Wednesday, December 26, 2018

Female Serial Killers & Gambling

Female Serial Killers & Gambling


1807 – Ching Shih – China

“In 1810, amnesty was offered to all pirates, and Ching Shih took advantage of it. She ended her career in 1810, accepting an amnesty offer from the Chinese government. She kept her loot, married her lieutenant and adoptive son Cheung Po Tsai, and opened a gambling house.”

1895 – Marie Therese Joniaux-Ablay – Antwerp, Belgium

“It was proved beyond the shadow of a doubt that the beautiful Mme. Joniaux, a born gambler, a woman who had been detected cheating at cards in private circles, trying to cheat at Spa, incurring suspicion at Monte Carlo, borrowing money under false pretences, obtaining jewellery one day and pawning it the next, had, when all her sources of credit were exhausted, turned to life insurances as a means of obtaining money. She had insured her relatives for large sums, and had deliberately poisoned them, in order to draw the stakes for which she had played.”

1927 – Alma McClavey (Theede) – Memphis, Tennessee, USA

Furthermore, since gambling was now Alma’s only vice Mike gave his wife pin money with which to gamble, saying he could afford it. In time, however, Mike found Alma’s gambling too expensive. He restricted her allowance. Irked by his parsimony and bored by his “goodness,” McClavey’s wife considered returning to the streets to earn gambling money. But as often as she considered it, Alma rejected the thought of letting her husband down that way.

1938 – Anna Marie Hahn – Cincinnati, Ohio, USA

“Shackled by gambling debts Anna-Marie Hahn turned to the position of a live in attendant for elderly men.

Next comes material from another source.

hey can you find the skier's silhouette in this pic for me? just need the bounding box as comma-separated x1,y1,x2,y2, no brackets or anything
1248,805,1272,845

She stealthily poisoned each of her clients, tallying up more than ten murders in the span of five years. Hahn was careful, always covering her tracks and never drawing too much attention to her murders. But she was eventually arrested and put on trial for murder in the fall of 1937. Found guilty, and executed in Ohio's electric chair on December 7, 1938.” [Source: Pinterst]

1996 – Elfriede Blauensteiner – Vienna, Austria

She was a lunatic’s lunatic. Elfriede Blauensteiner was one of the most unique serial killers of modern times. A compulsive roulette gambler who in one year alone dropped into the casino, Spielcasino Baden, on no less than 230 occasions, she was suspected of 15 murders and confessed to six, offering “good” reasons why each needed to be polished off. When investigators asked about other murders she was suspected of having committed her reply was “How much will you pay me for it?”

2006 – Remedios Sanchez Sanchez – Barcelona, Catalonia, Spain

On July 6, 2006, Remedios Sánchez Sánchez, 48, following a police search of her home in Barcelona, was arrested.  She was charged with a series of attacks on elderly women whom she robbed, three of whom were murdered and five others who survived stranglings. Sánchez was apprehended by police in a gambling parlor playing a slot machine.

2008 – Manuela Gonzalez Cano – Villard-Bonnot, Isere region, France

2009 – Lin Yuru – Nantou County, Taiwan

A woman named Lin Yuru, 28, was charged April 7, 2010 in Nantou County, Taiwan with the serial murders her mother, mother-in-law and her husband, in an insurance fraud scheme hoping to raise money to pay off gambling debts incurred from the purchase of Mark Six lottery tickets.

Lin, aged 28, was addicted to betting on underground lottery since 2003. As a result she chalked up huge gambling debts totaling many millions of Yuan.

2014 – Andrea Giesbrecht – Winnipeg, Canada

Andrea Giesbrecht, AKA Andrea Naworynski, a 40-year-old married woman, was arrested Oct. 20, 2014 and charged with six counts of concealing bodies of six newborn infants. The corpses were discovered October 20 by U-Haul employees when emptying a storage unit after Giesbrecht failed to make payments. Police initially believed there were three or four bodies found in various states of decomposition and preserved in a liquid; later raised the total to six. For over a decade she had been a chronic gambler and her losses had frequently been the source of tension between Andrea and her husband.